Establishing a well-defined deliverable list is another key commercial term that is often overlooked.
When we are talking about construction scope definition most people tends to rely solely on the design drawings, but as I have noted before the gap in construction happens when the scope of services is left undefined.
In design contracts, the deliverable for each phase of work should be defined as well. It’s not enough just to define the percentage of completion for each milestone. You should specify the types of drawings you expect to receive and the content the drawings should include in order to meet your expected level of completion.
Be sure to specify whether the Engineering drawings will need to be developed at an equal level of completion or if they may lag behind the Architectural drawings.
Regular recurring meetings
There are a number of recurring meetings that occur during design phase and during construction phase. Defining what these meetings are is important for ensuring Vendors include these meetings in their quotes. Defining these meetings also gives teeth to the agreement so you can ensure service levels meet your expectations.

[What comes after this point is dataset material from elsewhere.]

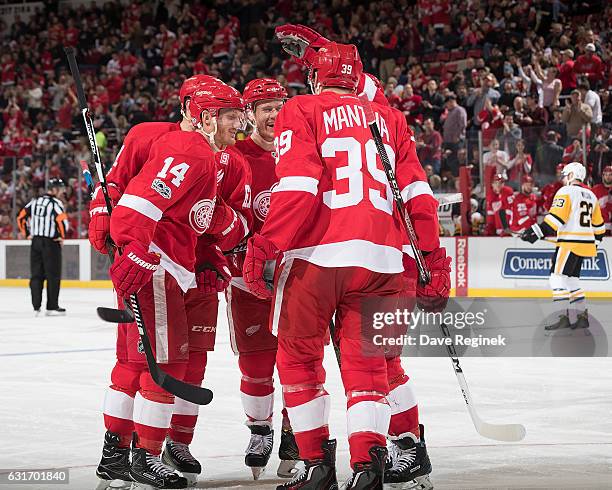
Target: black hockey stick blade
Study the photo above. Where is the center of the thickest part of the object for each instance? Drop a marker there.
(113, 315)
(191, 393)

Another common gap is defining milestones for a specific deliverable. During construction, the most common and most critical is the baseline schedule. I like to require that the baseline schedule be provided within 5 days of signing the contract. This ensures that the contractor is creating a schedule and communicating key construction milestones early. If you have other key milestones such as a move-in date for a specific area of work or if you have dates you need to meet during design, this is the place to include that.
Review of Drawings
Very few contracts ever actually define the Owner’s expectations for reviews at each design milestone. In some cases Owner’s will simply receive the drawings, perform a review and respond back to the Architect with comments. In other cases, the Owner may require a page-turn meeting with the entire design team (including the Engineers). The cost difference between these can be dramatic and therefore should be defined your expectations up front.
Most of the contracts I have seen fail to define what contractual remedies the parties have in case one fails to perform. Obviously if there is a material breach of contract you may end up in arbitration or court, but for minor breaches, it’s good to define remedies up front.
One of the best examples I can think of is when an Architect commits an error or misses something on a drawing. In most cases, the remedy is simply to have the drawing corrected. We assume this means that the correction will be done at no extra cost, so why not state that?
Defining contractual remedies for small breaches is a great way to establish expectations up front for both parties.
Close-out procedures are most often overlooked and neglected by Owners. These commercial terms define so many critical final steps that you typically only regret once you realize you missed them. Take the time to define your close out procedures in detail. Consider things like maintenance training for newly installed equipment, RFiD equipment tags on new machinery, extra material stock for things like paint and carpet, and spare parts for wearable items such as filters.
Taking the time to review your close out procedures will ensure that you and your Contractor are aligned on what you need in order to make the final payment.
These are just a few of the commercial terms that are often missed or ignored in construction.
I’m certain there are more items that we could discuss, but I think this gives you a good start. Of course, each organization is different and you need to consider your Company’s demands.
The key is to consider the performance you expect from your Suppliers and then define that for each phase of work. This will ensure that your Vendors are clear on expectation and that you have your Company’s key performance criteria contractually defined.
What about you? Are there other key areas you like to define? What remedies have you included in your agreements? Tell me your stories.